U.S. secretary of defense
"K-State's Landon Lecture Series has a long history of bringing the nation's top military leaders to campus, so we're pleased that Defense Secretary Gates will continue that tradition," said Charles Reagan, chair of the lecture series.
Recent Landon Lecture speakers from the Department of Defense have include the man Gates replaced, Donald Rumsfeld, and K-State alum Gen. Richard Myers, who went on to serve as chairman of the Joint Chiefs of Staff.
A Kansas native, Gates became secretary of defense Dec. 18, 2006, after serving as president of Texas A&M University since August 2002. He served as director of the CIA from 1991-93, and was assistant to the president and deputy national security adviser for President George H.W. Bush from 1989-1991.

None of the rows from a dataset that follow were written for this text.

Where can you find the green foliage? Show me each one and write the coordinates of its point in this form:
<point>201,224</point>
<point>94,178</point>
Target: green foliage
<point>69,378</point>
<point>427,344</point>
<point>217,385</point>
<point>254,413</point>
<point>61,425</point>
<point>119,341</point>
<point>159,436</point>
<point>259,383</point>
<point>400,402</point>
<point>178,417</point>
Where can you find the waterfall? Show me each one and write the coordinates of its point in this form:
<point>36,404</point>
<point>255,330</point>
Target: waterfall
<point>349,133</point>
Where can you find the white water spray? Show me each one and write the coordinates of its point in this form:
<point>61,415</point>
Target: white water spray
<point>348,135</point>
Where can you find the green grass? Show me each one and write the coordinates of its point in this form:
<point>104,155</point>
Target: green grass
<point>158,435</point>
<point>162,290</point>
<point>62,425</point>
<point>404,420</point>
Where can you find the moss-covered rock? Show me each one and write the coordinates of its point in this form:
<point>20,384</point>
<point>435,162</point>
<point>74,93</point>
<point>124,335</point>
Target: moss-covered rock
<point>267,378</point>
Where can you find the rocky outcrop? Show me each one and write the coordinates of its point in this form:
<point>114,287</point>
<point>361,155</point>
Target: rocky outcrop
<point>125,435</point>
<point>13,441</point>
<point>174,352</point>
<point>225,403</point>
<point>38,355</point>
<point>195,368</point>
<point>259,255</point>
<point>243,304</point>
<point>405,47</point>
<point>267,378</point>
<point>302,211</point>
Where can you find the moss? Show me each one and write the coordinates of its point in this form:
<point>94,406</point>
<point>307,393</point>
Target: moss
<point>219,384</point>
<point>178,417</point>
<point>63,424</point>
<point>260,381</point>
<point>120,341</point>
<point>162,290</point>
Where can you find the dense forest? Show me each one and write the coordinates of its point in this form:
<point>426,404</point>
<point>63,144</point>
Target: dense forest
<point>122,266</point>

Gates joined the CIA in 1966, serving nearly 27 years as an intelligence professional. His tenure at the CIA included nine years at the National Security Council where he served four presidents.
His many honors include the National Security Medal and the Presidential Citizens Medal. He is a two-time recipient of the National Intelligence Distinguished Service Medal and a three-time recipient of the CIA's highest award, the Distinguished Intelligence Medal.
Gates also is the author of the memoir "From the Shadows: The Ultimate Insiders Story of Five Presidents and How They Won the Cold War," which was published in 1996.
Gates earned his bachelor's degree from the College of William and Mary; a master's from Indiana University; and a doctorate in Russian and Soviet history from Georgetown University."